Tonight we witnessed  a black South African woman sentence a white South African man to jail. Despite what any of us may or may not feel about the actual sentence, there is no denying this was a momentous occasion.

Judge Masipa would have been a teenager or young child when apartheid ended. Her people were not even entitled to vote. Today she sat in judgement of a fellow citizen.

There is no question this was a high profile case that attracted international news coverage. We could watch the sentencing live.

While I personally think the sentence should have been longer I take into consideration the prosecution failed to disprove Pistorious did not shoot at a perceived intruder. I do not know the sentencing standards in South Africa, but I did listen to the Judge’s reasoning comparing similar cases and her rationale. So while in my country I would have expected a longer sentence, I take into account my ignorance about the South African legal system. Many experts had been predicting no jail time, so I think any jail time is better than none. I recall OJ Simpson was acquitted.

Let us not let our debate about the length of the sentence overshadow the advances black South Africans have made in a mere twenty years. Many of us in the Western world have little comprehension of the history.

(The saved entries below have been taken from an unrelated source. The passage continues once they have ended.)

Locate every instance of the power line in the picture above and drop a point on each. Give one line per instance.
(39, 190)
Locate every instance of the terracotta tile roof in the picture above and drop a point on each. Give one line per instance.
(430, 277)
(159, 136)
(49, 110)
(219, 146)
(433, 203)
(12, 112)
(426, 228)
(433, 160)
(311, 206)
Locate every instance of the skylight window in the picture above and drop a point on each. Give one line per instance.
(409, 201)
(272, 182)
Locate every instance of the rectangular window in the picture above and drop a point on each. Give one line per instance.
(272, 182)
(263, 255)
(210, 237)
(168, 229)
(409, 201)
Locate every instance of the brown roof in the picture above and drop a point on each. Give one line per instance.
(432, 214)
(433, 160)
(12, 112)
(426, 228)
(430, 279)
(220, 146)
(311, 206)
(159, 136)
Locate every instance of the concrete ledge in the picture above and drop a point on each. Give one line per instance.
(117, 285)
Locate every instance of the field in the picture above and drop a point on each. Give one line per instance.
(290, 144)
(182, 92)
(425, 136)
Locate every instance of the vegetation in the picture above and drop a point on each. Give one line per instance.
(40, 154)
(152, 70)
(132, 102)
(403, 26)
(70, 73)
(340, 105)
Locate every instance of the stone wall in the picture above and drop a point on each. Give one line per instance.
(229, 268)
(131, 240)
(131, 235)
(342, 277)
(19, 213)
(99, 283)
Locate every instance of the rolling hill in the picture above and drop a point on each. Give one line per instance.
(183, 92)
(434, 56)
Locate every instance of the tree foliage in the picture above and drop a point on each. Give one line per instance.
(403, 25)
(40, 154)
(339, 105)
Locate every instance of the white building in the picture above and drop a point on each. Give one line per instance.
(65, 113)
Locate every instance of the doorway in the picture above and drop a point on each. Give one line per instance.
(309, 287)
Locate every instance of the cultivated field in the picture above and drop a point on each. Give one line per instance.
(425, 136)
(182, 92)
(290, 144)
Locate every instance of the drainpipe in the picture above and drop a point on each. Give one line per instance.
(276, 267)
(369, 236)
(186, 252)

2 comments on “The Journey from Apartheid to Pistorious

  1. Thank you, Robyn! It is indeed a momentous occasion for South Africa and it was also my feeling that the law in South Africa might well be different.

    I tend not to second guess sentences since none of us know all the details of the case. The clamour has started over the length of the sentence but you point out the important aspect of the case that no one else has mentioned.

    A judge who was as thorough as this judge would have taken great care to hand down a sentence that matched her accounting of the case. I will trust her judgement to be correct.


    • Thank you for recognising the historical significance.

      The loss of Reeva’s life is so very tragic, I’m not sure what sentence would have been accepted globally, but the difference in legal systems makes it hard for us to compare with our own local systems or expectations.